A moist, grain-free banana bread made with coconut flour and studded with chocolate chips.
Prep Time10 minutes
Cook Time35 minutes
Total Time45 minutes
Servings: 12 slices

Ingredients

  • 1/2 cup coconut flour
  • 3/4 tsp baking powder
  • 1/2 tsp baking soda
  • 1/4 tsp salt
  • 1 tsp ground cinnamon
  • 2 tbsp almond butter
  • 1/4 cup coconut oil or vegetable oil
  • 1 tsp vanilla extract
  • 3 medium bananas, mashed
  • 1/2 cup chocolate chips
  • 2 eggs

Instructions

  • Preheat the oven to 350°F (175°C). Grease a 9x5-inch loaf pan and line it with parchment paper, leaving some overhang for easy removal.
  • In a medium bowl, whisk together the coconut flour, baking powder, baking soda, ground cinnamon, and salt until evenly combined.
  • In a separate large bowl, beat the eggs.
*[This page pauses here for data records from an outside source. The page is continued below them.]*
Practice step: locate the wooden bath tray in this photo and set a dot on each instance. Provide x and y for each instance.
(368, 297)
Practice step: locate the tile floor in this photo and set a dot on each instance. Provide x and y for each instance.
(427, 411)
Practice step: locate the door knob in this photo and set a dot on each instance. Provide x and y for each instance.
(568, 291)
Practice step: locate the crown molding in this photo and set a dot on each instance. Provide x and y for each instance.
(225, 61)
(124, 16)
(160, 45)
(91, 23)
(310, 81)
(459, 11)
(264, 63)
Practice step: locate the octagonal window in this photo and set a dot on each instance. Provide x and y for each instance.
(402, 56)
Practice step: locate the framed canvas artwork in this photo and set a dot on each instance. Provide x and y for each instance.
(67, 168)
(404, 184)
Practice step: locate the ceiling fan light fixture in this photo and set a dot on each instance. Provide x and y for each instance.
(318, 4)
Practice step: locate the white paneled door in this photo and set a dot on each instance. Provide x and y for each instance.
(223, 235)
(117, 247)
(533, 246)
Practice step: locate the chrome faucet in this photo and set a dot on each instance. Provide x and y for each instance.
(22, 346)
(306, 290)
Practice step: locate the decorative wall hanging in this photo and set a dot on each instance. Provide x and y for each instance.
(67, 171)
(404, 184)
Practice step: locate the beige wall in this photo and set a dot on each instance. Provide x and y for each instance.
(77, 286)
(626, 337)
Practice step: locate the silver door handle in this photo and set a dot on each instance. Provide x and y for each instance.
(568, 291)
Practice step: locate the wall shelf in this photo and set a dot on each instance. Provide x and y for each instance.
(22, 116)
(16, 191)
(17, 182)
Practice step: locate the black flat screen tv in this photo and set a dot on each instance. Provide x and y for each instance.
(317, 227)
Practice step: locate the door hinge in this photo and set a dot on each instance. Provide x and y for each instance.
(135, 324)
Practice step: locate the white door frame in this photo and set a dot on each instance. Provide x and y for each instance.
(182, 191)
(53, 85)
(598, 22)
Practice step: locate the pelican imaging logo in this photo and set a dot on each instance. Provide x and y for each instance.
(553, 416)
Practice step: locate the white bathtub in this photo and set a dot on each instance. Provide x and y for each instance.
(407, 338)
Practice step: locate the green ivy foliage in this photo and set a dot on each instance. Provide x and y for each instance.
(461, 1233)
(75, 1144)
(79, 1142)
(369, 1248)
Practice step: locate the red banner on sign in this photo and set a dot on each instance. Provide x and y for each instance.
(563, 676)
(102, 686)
Add the almond butter, coconut oil (or vegetable oil), and vanilla extract, and mix until smooth.
  • Stir the mashed bananas into the wet mixture until incorporated.
  • Fold the dry ingredients into the wet ingredients until just combined; the batter will be thicker than wheat-based batters.
  • Fold in the chocolate chips evenly through the batter.
  • Transfer the batter to the prepared loaf pan and smooth the top. Bake for 35–40 minutes, or until a toothpick inserted in the center comes out clean or with a few moist crumbs.
  • Let the bread cool in the pan for 10 minutes, then lift it out using the parchment overhang and transfer to a wire rack to cool completely before slicing.

Equipment

  • 9x5-inch loaf pan
  • Parchment Paper
  • Mixing bowls
  • rubber spatula
  • Measuring cups and spoons
  • Fork or Potato Masher
  • Wire Rack

Notes

  • Measure coconut flour carefully; it is highly absorbent.
  • Batter will be thicker than regular banana bread batter.
  • Use ripe bananas for best sweetness and flavor.
  • Let the loaf cool completely before slicing to avoid crumbling.